O que (não) sabemos sobre Cleópatra

Seria bela? É discutível. Seria charmosa? Provavelmente. Seria politicamente astuta e estaria empenhada em usar o seu género e o seu poder desproporcional para satisfazer as suas necessidades? Seguramente.

É possível que nenhuma figura histórica tenha despertado tantas paixões – e discussões – como Cleópatra VII. Destinada a ser a última da sua dinastia, a faraó egípcia usou a sedução e a inteligência política para favorecer os interesses do antigo Egipto perante a expansão romana.

Contudo, embora seja uma das mulheres mais bem conhecidas da história, há pouco que os historiadores e os arqueólogos possam afirmar, com certezas, sobre Cleópatra. Segue-se aquilo que, de facto, se sabe sobre a lendária e misteriosa rainha.

Quem foi Cleópatra?

Filha do rei egípcio Ptolomeu XII Auleta e mãe desconhecida, Cleópatra nasceu em 69 a.C. Pertencia a uma dinastia grega antiga que tomara o poder do Egipto em 305 a.C.

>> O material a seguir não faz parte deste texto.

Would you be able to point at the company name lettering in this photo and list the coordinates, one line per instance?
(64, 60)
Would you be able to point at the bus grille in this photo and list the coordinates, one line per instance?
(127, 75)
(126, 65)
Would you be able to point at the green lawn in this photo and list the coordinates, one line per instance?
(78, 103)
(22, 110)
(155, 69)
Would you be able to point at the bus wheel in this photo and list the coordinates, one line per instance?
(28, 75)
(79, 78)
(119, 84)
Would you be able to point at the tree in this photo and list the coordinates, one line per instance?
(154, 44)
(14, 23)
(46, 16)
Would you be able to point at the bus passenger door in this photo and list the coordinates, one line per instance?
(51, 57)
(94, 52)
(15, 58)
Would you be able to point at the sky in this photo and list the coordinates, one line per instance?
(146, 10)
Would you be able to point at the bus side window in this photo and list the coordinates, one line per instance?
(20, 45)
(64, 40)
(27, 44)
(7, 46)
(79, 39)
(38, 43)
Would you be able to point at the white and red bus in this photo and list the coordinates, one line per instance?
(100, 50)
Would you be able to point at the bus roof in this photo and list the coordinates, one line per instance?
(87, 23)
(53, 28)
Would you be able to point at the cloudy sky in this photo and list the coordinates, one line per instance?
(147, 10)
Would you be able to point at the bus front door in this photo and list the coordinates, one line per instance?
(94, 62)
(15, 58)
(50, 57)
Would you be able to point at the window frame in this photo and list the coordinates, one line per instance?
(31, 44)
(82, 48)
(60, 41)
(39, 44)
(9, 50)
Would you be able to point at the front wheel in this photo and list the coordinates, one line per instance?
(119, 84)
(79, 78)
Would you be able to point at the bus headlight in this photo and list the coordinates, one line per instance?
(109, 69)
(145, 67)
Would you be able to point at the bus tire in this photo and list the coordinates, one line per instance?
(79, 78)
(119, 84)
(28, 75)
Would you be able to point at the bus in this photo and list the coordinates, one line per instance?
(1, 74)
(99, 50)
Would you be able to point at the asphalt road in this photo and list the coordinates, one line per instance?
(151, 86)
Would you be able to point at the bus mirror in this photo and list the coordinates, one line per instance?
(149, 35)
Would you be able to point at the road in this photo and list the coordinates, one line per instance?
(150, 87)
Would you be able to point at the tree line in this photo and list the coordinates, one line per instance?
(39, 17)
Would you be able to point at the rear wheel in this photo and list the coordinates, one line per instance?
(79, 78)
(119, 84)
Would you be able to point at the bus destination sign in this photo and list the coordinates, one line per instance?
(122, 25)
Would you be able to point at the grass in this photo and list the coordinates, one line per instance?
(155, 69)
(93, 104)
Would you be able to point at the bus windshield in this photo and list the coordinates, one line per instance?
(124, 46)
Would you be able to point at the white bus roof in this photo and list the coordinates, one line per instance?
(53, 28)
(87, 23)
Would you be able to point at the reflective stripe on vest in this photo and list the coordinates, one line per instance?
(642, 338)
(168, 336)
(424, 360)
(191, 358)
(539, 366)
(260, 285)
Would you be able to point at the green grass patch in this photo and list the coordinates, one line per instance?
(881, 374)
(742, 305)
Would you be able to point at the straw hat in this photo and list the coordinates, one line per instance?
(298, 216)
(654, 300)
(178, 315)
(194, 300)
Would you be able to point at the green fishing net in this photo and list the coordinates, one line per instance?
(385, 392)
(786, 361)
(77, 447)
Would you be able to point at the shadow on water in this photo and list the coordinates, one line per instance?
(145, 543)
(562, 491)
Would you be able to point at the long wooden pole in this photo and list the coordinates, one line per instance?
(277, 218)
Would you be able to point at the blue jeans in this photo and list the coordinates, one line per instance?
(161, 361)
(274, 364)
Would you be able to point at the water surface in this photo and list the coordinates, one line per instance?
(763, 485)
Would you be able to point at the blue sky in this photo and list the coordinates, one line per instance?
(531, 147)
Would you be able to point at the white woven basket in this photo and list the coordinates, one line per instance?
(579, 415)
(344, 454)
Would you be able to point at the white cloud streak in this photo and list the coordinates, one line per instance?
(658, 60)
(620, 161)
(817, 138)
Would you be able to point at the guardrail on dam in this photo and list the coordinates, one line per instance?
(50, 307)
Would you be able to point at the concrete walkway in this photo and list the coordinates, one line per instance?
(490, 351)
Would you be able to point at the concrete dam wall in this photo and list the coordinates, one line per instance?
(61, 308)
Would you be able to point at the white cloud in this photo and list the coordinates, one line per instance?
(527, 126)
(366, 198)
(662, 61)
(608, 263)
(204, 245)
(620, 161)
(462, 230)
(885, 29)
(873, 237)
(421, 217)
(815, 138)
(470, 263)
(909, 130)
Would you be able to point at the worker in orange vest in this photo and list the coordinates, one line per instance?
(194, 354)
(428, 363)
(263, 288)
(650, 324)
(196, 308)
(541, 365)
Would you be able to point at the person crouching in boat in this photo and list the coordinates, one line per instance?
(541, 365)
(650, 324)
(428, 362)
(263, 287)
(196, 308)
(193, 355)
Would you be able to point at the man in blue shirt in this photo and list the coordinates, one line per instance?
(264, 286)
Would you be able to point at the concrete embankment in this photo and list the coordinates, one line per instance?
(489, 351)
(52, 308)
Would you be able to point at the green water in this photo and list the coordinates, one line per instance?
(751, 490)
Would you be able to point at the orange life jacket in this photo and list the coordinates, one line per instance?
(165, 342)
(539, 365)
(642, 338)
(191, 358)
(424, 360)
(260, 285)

Embora o Reino Ptolomaico tivesse adoptado algumas tradições religiosas egípcias, era governado a partir da cidade predominantemente grega de Alexandria. Como tal, Cleópatra aprendeu o grego koine, embora alegadamente tenha sido a única da sua linhagem que também aprendeu egípcio. A sua vida estaria intrinsecamente ligada à agitação do Egipto e à política do Império Romano.

o que (não) sabemos sobre cleópatra

Este fragmento de um baixo-relevo mostra a imagem de Cleópatra – ou, pelo menos, a ideia que o artista tinha dela.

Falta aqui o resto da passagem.